After so much time without imaging our natural satellite, I’ve finally got a chance to “shoot for the Moon” once again.
And what a chance: the seeing was good enough to allow the usage of a green filter instead of the regular red one. The image was not that stable (the Jetstream was in the 15-20 meters value), but for some of the imaged lunar regions I’ve surpassed my own previous resolution values.
SETUP: 355mm F/4.5 modified Newtonian on EQ6 mount. 2.7x and 2.5x barlow lenses. ASI 174MM camera with a Baader green filter. Seeing: 6-7/10 to 8/10 in very good moments. High humidity and some fog (very early in the morning), but as all planetary imagers know, that is a good thing;)
First shot is an originally sized image of Clavius, with a not so strong processing workflow. The image is my personal best of this feature, with small craters of just 600 meters (due to the high latitude of Clavius on the Moon, the actual resolution on its floor cannot be the same with the one in, let’s say, Ptolemaeus which is closer to the lunar equator, and this is due to the angle at which Clavius is imaged).
Another new personal best: crater Tycho with some very very very small “hills” on its floor, something that was sunk in the image noise in my older shots of the area.
The large crater Pitatus with its highly fractured floor, and the double crater (or “crater in crater” looking) Hesiodus A.
Smallest craters are around 520 meters in this image.
The large flat floor crater Archimedes, and the sinuous Rima Hadley. Smallest detectable craters are around 530 meters wide.
The South Pole with Clavius dominating the view, but also with Moretus in the shadows. Nice perspective of the mountains near the limb.
One of my favorite areas on the Moon: the Triesnecker crater with the nearby complex rille system, and the Hyginus rille, mostly in the shadows.

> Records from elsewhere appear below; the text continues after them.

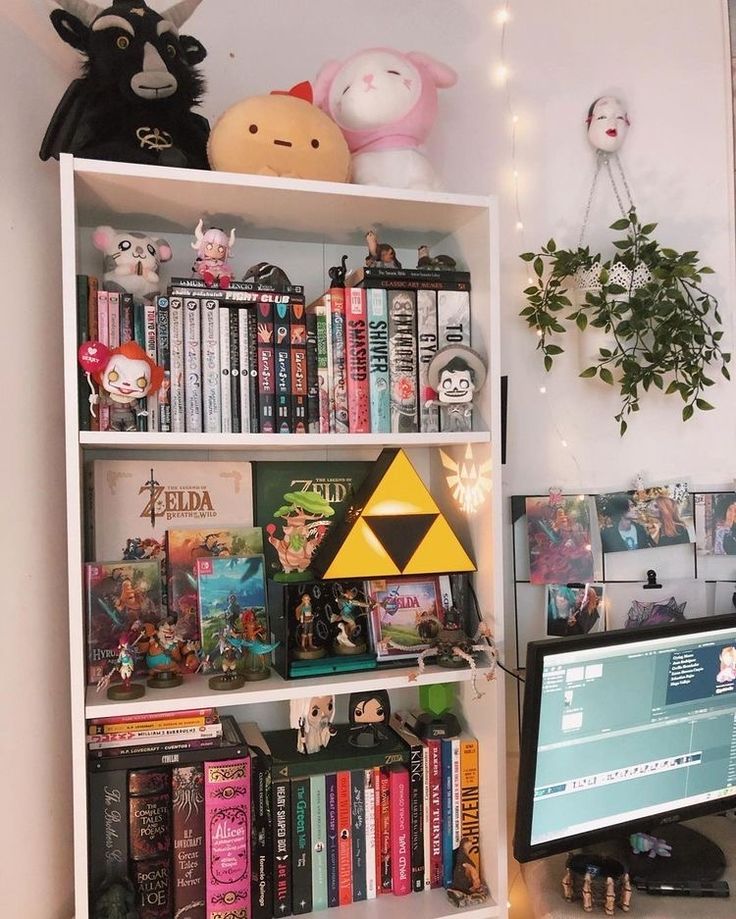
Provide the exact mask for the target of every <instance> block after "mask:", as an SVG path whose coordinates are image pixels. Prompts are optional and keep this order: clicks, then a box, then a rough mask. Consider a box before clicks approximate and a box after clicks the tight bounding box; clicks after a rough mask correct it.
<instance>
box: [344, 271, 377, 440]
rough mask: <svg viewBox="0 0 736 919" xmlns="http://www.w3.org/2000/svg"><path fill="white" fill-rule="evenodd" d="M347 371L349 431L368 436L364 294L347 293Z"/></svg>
mask: <svg viewBox="0 0 736 919" xmlns="http://www.w3.org/2000/svg"><path fill="white" fill-rule="evenodd" d="M345 367H346V375H347V387H348V427H349V428H350V433H351V434H369V433H370V430H371V424H370V396H369V393H368V328H367V311H366V296H365V291H364V290H363V289H362V288H360V287H352V288H349V289H348V290H346V291H345Z"/></svg>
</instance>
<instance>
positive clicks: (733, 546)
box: [695, 491, 736, 555]
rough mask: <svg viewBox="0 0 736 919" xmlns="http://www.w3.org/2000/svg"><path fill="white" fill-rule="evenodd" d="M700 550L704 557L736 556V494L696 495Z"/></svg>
mask: <svg viewBox="0 0 736 919" xmlns="http://www.w3.org/2000/svg"><path fill="white" fill-rule="evenodd" d="M695 521H696V524H697V531H698V550H699V551H700V552H701V553H702V554H703V555H736V493H735V492H732V491H729V492H719V493H716V494H710V495H703V494H701V495H696V497H695Z"/></svg>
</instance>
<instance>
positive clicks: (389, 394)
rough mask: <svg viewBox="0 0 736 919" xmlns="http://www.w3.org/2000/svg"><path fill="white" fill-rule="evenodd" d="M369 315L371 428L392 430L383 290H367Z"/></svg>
mask: <svg viewBox="0 0 736 919" xmlns="http://www.w3.org/2000/svg"><path fill="white" fill-rule="evenodd" d="M366 311H367V316H368V377H369V386H368V389H369V392H370V402H371V431H373V432H374V433H376V434H389V433H390V432H391V404H390V389H389V374H388V299H387V296H386V291H385V290H377V289H374V288H369V289H368V290H367V291H366Z"/></svg>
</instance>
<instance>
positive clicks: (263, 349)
mask: <svg viewBox="0 0 736 919" xmlns="http://www.w3.org/2000/svg"><path fill="white" fill-rule="evenodd" d="M273 327H274V322H273V303H271V302H270V301H268V300H259V301H258V426H259V429H260V431H261V433H262V434H273V433H275V431H276V379H275V367H274V350H273Z"/></svg>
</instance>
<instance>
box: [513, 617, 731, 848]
mask: <svg viewBox="0 0 736 919" xmlns="http://www.w3.org/2000/svg"><path fill="white" fill-rule="evenodd" d="M734 806H736V616H718V617H712V618H706V619H697V620H689V621H688V622H685V623H682V624H678V625H669V626H666V627H659V628H642V629H636V630H620V631H615V632H604V633H598V634H595V635H584V636H579V637H577V636H576V637H571V638H557V639H548V640H545V641H535V642H530V643H529V646H528V651H527V670H526V685H525V689H524V717H523V723H522V736H521V751H520V762H519V781H518V798H517V813H516V832H515V838H514V854H515V856H516V858H517V860H518V861H521V862H524V861H530V860H532V859H536V858H542V857H544V856H547V855H551V854H553V853H555V852H568V851H571V850H572V849H576V848H581V847H583V846H585V845H586V844H588V843H592V842H599V841H601V840H605V839H609V838H612V837H614V836H617V837H622V836H628V834H629V833H635V832H639V831H643V832H647V831H651V830H652V829H653V828H654V827H656V826H658V825H659V824H662V823H676V822H679V821H681V820H684V819H689V818H691V817H696V816H700V815H704V814H707V813H714V812H717V811H724V810H729V809H731V808H733V807H734ZM660 835H661V834H660Z"/></svg>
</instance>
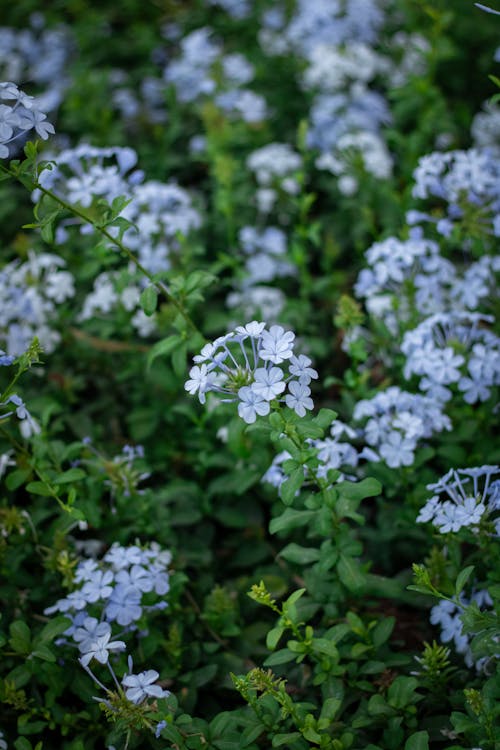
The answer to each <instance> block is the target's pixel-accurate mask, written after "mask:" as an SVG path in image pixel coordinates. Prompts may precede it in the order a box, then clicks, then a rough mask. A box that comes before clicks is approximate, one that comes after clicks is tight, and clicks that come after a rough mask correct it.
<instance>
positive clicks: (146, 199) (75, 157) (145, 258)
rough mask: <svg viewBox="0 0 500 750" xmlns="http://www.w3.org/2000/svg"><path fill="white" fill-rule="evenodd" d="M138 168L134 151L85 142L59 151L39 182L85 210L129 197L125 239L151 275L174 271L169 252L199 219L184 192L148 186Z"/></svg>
mask: <svg viewBox="0 0 500 750" xmlns="http://www.w3.org/2000/svg"><path fill="white" fill-rule="evenodd" d="M136 164H137V154H136V152H135V151H134V150H133V149H131V148H128V147H116V148H96V147H93V146H89V145H88V144H81V145H80V146H77V147H76V148H74V149H65V150H64V151H61V153H60V154H58V156H57V167H55V168H54V169H52V170H45V171H43V172H42V174H41V175H40V183H41V184H42V185H43V187H45V188H47V189H50V190H52V191H54V192H55V193H56V194H58V195H61V196H64V197H65V198H66V199H68V200H69V201H70V202H71V203H73V204H75V205H78V206H81V207H83V208H89V207H90V206H91V205H92V203H93V201H96V200H102V199H104V200H105V201H106V202H107V203H109V204H111V203H112V202H113V200H114V199H115V198H118V197H124V198H126V199H128V201H129V202H128V204H127V205H126V206H124V207H123V208H122V209H121V211H120V217H121V218H123V219H126V220H127V221H129V222H130V224H131V225H130V227H129V228H127V229H126V230H125V232H124V233H123V241H124V242H125V244H126V245H127V247H128V248H129V249H130V250H132V251H133V252H135V253H136V254H137V256H138V258H139V260H140V262H141V263H142V264H143V265H144V266H145V267H146V268H147V269H148V270H149V271H151V273H157V272H158V271H165V270H168V269H169V268H170V265H171V257H170V256H171V254H172V253H178V252H179V250H180V247H181V244H180V240H179V237H180V236H183V237H185V236H187V235H188V234H189V233H190V232H192V231H193V230H195V229H197V228H198V227H199V226H200V225H201V216H200V214H199V213H198V211H197V210H196V209H195V208H193V206H192V201H191V197H190V196H189V194H188V193H187V192H186V191H185V190H183V189H182V188H181V187H179V186H178V185H176V184H164V183H160V182H158V181H156V180H150V181H147V182H144V174H143V172H142V171H141V170H139V169H135V167H136ZM38 198H39V191H34V193H33V199H34V200H38ZM72 223H74V220H73V219H72V220H67V221H66V222H65V223H61V224H60V225H59V227H58V231H57V233H56V239H57V241H58V242H64V241H65V240H66V239H67V238H68V228H69V227H70V226H71V224H72ZM89 231H91V228H90V229H89V224H83V225H82V226H81V232H82V233H88V232H89ZM110 231H111V233H113V232H115V233H116V234H118V229H116V228H112V227H111V228H110ZM101 296H102V297H103V298H104V295H101ZM89 304H90V303H89ZM86 317H87V316H86Z"/></svg>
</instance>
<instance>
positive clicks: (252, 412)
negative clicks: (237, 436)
mask: <svg viewBox="0 0 500 750" xmlns="http://www.w3.org/2000/svg"><path fill="white" fill-rule="evenodd" d="M238 398H239V399H240V403H239V404H238V414H239V415H240V417H241V418H242V419H243V420H244V421H245V422H246V423H247V424H253V423H254V422H255V420H256V419H257V414H259V416H261V417H264V416H265V415H266V414H269V411H270V406H269V402H268V401H265V400H264V399H263V398H262V396H259V395H258V394H257V393H255V392H254V391H253V390H252V388H251V387H250V386H248V385H245V386H243V388H240V389H239V391H238Z"/></svg>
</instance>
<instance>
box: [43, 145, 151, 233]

The well known trio of craters Arzachel, Alphonsus and Ptolemaeus. Each of these craters shows a different evolution, and each of them has some very interesting details on their floors. Arzachel has some nice rilles, as does Alphonsus. Ptolemaeus on the other hand has a lot of small craters that are useful for measuring the actual resolution on images. In this case, the smallest craters are about 450 meters (while some detectable rilles are smaller). Unfortunately the seeing was rather variable during the acquisition, so the middle frame (this is a 3 image mosaic) showing Alphonsus is suffering from a slightly lower resolution.
Copernicus crater.
The large flat floor crater Plato and the distinct Vallis Alpes dominate the Northern area of the Moon. The small craters on Plato’s floor are used by amateurs to determine the resolution of an image; in my case the seeing was not great at the time but still, some craters of about 600 meters are detectable. There are also a series of smaller rimae systems between Plato and Vallis Alpes, collectively named Rima Plato. I am not sure however that the smallest of them, a two or three-way system at middle-point between Plato and the “mouth” of Vallis Alpes, should also be called Rima Plato; this feature seems more related to Vallis Alpes.